Any martial art is first and foremost a form of self-defense. However, martial arts teachings often extend beyond physical training and into a more encompassing way of life. In Karate, this is called Karate-Do, which literally translates into “the way of the hand”. Practically, this means that students of Karate are taught the importance of attaining mental mastery, in tandem with physical training, for more holistic development – including respect.
As with many other aspects of Karate training, the benefits of respect easily translate into everyday life.

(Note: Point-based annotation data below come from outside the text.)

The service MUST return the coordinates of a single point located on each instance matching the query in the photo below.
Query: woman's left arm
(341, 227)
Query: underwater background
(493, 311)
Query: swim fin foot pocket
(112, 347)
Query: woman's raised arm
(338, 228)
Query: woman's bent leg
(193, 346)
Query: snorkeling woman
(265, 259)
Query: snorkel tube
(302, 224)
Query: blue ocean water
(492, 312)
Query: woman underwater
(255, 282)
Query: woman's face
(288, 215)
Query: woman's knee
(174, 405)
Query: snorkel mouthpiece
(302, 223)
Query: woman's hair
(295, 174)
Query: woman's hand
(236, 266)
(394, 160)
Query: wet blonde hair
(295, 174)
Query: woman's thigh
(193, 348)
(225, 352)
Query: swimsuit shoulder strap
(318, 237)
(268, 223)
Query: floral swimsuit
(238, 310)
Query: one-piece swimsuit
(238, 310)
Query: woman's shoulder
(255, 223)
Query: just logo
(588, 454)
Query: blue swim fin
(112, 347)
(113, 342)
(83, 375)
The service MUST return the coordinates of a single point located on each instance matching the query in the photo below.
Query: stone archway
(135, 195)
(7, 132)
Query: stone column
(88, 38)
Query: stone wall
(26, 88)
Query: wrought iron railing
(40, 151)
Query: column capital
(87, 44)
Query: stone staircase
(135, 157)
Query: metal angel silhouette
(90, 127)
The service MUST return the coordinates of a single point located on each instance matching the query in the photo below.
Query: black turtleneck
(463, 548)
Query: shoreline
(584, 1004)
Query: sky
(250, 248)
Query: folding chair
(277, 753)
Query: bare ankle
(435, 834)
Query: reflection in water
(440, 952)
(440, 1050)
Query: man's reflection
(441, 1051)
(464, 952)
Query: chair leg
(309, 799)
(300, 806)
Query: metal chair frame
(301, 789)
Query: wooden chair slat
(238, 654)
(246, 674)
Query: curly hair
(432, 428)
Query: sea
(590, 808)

An early development of respect is especially important for youth, as a fundamental character trait for positive behavior and relationship development. An aptitude for respect helps to develop a positive parent-child relationship. It also helps connect children to an increased ability to develop meaningful social relationships. Lastly, it helps students achieve success academically, through stronger student-teacher relationships.
Respect is a vital character trait that is required for success in traditional Japanese Shotokan Karate, which emanates into many aspects of training.
In the beginning training, students are taught the value of respect for figures of authority, such as their teachers, to encourage an environment of effective learning. They learn to always show regard for their teacher’s instruction, and that through such respect, they will increase their ability to learn and succeed.
Students also learn the benefits of respecting both fellow students and opponents, to further increase learning opportunity, and to help encourage successful self-defense. They learn the value of mutual respect, and develop an ability to demonstrate it practically.
Lastly, they are taught the value of respecting themselves, to foster peace and personal growth. They are shown, through goal oriented training, the value of their hard work, and their ability to achieve success.